One Lump or Two? A Plurality of Pathways in Gold(III)-Catalyzed Cyclization Transforming Propargyl Acetates to a Carene-like Bicyclo[4.1.0]heptane

The bicyclo­[4.1.0]­heptane substructure, featured in a number of natural products, is economically formed via gold­(III)-mediated cycloisomerization of a 5-acetoxy-1,6-enyne. This Ohloff–Rautenstrauch rearrangement takes place with high regio- and stereocontrol and purportedly proceeds through either of two pathways that differ in the order of major events: cyclization followed by ester migration (“cyclization first”) or its transpose (“migration first”). Implicit solvent-phase (dichloroethane) electronic structure calculations [IEFPCM-B2PLYP-D3/def2-TZVP//IEFPCM-B2PLYP/6-31G­(d)-LANL2DZ] aimed at elucidation of the minimum energy pathway corresponding to the “cyclization first” and “migration first” pathways are presented herein. Both pathways feature multiple steps and are characterized by low-energy barriers, indicating that facile interconversion of structures on the surface is possible.
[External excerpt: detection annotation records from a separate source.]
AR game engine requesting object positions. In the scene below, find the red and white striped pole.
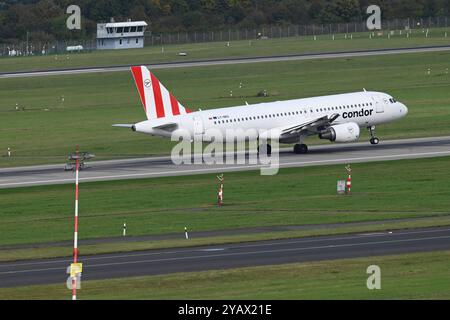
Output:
[72,146,80,300]
[345,165,352,194]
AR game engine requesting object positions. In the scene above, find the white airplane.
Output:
[114,66,408,154]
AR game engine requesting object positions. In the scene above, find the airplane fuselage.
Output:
[134,91,408,142]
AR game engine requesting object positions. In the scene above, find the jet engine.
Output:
[319,122,359,142]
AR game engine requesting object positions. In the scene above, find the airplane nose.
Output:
[400,103,408,116]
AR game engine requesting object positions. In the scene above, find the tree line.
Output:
[0,0,450,43]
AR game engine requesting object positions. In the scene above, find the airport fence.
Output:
[0,17,449,57]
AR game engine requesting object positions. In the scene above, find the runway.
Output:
[0,227,450,287]
[0,136,450,188]
[0,46,450,79]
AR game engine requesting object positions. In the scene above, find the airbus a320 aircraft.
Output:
[114,66,408,153]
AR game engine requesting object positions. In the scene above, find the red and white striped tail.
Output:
[131,66,192,120]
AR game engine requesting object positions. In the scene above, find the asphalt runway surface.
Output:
[0,136,450,188]
[0,46,450,79]
[0,227,450,287]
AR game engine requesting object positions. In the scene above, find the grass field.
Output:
[0,52,450,167]
[0,28,450,72]
[0,251,450,300]
[0,157,450,249]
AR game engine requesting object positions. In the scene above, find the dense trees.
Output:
[0,0,450,42]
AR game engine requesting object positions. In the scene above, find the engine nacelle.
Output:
[319,122,360,142]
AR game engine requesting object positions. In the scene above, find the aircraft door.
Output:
[194,116,205,136]
[372,96,384,113]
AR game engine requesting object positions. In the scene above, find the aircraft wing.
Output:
[153,123,178,132]
[112,123,134,128]
[279,113,339,137]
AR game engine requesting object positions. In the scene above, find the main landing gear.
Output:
[294,143,308,154]
[257,144,272,156]
[367,126,380,144]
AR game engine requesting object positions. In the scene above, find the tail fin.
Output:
[131,66,192,119]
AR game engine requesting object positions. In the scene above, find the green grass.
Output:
[0,157,450,245]
[0,52,450,167]
[0,28,450,72]
[0,251,450,300]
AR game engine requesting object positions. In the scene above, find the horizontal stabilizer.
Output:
[153,123,178,132]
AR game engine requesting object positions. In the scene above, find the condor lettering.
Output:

In addition, the highest-energy structures for each of the two pathways are very close in energy (ΔΔE⧧ < 3.0 kcal/mol). Relative turnover frequency (TOF) and degree of TOF control (XTOF) calculations indicate that although a cyclization first pathway may dominate, both cyclization and acyl migration processes influence the rate of this reaction.